Menjawab Penggugat Shalawat Nariyah

Oleh KH Ma’ruf Khozin


Peringatan Hari Santri 22 Oktober, PBNU memprakarsai banyak kegiatan, di antaranya pembacaan 1 milar Shalawat Nariyah. Dari sinilah, kemudian sebagian pihak ‘menggugat’ shalawat tersebut, baik yang menuding ada unsur syirik, bukan berasal dari Nabi, dan sebagainya.
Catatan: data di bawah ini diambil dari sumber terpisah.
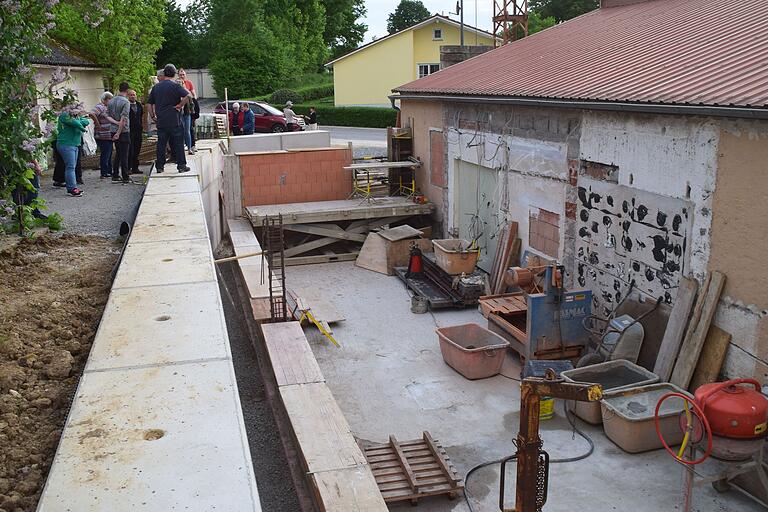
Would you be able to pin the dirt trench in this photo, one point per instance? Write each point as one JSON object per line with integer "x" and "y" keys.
{"x": 52, "y": 294}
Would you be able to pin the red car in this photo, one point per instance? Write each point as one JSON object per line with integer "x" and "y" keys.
{"x": 266, "y": 117}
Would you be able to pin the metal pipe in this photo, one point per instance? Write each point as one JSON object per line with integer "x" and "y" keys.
{"x": 654, "y": 108}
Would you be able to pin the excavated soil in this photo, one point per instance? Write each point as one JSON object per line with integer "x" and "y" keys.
{"x": 52, "y": 294}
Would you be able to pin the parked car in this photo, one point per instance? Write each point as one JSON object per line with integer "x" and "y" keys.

Berikut akan kami jelaskan masing-masing poin yang dihujat dalam Shalawat Nariyah serta kami jelaskan bantahannya;

Sayidina Muhammad
Kalau yang dipermasalahkan karena dalam Shalawat Nariyah ada sayidina, maka menyebut Rasulullah dengan sayid pun sudah disampaikan sahabat Nabi dengan sanad yang sahih:


حَدِيْثُ ابْنِ عُمَرَ : " أَنَّهُ كَانَ إِذَا دُعِيَ لِيُزَوِّجَ قَالَ : الْحَمْدُ للهِ وَصَلَّى اللهُ عَلَى سَيِّدِنَا مُحَمَّدٍ إِنَّ فُلَانًا يَخْطُبُ إِلَيْكُمْ فَإِنْ اَنْكَحْتُمُوْهُ فَالْحَمْدُ للهِ وَإِنْ رَدَدْتُمُوْهُ فَسُبْحَانَ اللهِ " صحيح . أخرجه البيهقي 7 / 181 (إرواء الغليل - ج 6 / ص 221)

Jika Ibnu Umar diundang untuk menikahkan, ia berkata: “Alhamdulillah, semoga Allah bershalawat kepada Sayidina Muhammad. Sungguh fulan melamar kepada kalian. Jika kalian menikahkannya maka alhamdulillah. Jika kalian menolaknya maka Maha Suci Allah” Riwayat al-Baihaqi 7/181. Syekh Albani berkata: “Sahih” (Irwa’ al-Ghalil, 6/221). Dalam hal ini, Albani saja menyebut sahih. Apalagi ulama-ulama Aswaja.

Shalawat Bukan dari Rasulullah
Jika yang menjadi keberatan karena Shalawat Nariyah bukan dari Rasulullah, maka Syekh Ibn Qayyim al-Jauziyah, murid Syekh Ibn Taimiyah telah meriwayatkan beberapa redaksi shalawat Nabi yang disusun para sahabat dan ulama salaf, dalam kitabnya Jala’l Afham fis Shalat was-Salam ‘ala Khairil Anam. Antara lain shalawat yang disusun oleh:

- Abdullah bin Mas’ud:

اللَّهُمَّ اجْعَلْ صَلَوَاتِكَ وَرَحْمَتَكَ وَبَرَكَاتِكَ عَلَى سَيِّدِ الْمُرْسَلِيْنَ وَإِمَامِ الْمُتَّقِيْنَ وَخَاتَمِ النَّبِيِّيْنَ مُحَمَّدٍ عَبْدِكَ وَرَسُوْلِكَ إِمَامِ الْخَيْرِ وَقَائِدِ الْخَيْرِ وَرَسُوْلِ الرَّحْمَةِ، اللَّهُمَّ ابْعَثْهُ مَقَامًا مَحْمُوْدًا يَغْبِطُهُ بِهِ اْلأَوَّلُوْنَ وَاْلآخِرُوْنَ.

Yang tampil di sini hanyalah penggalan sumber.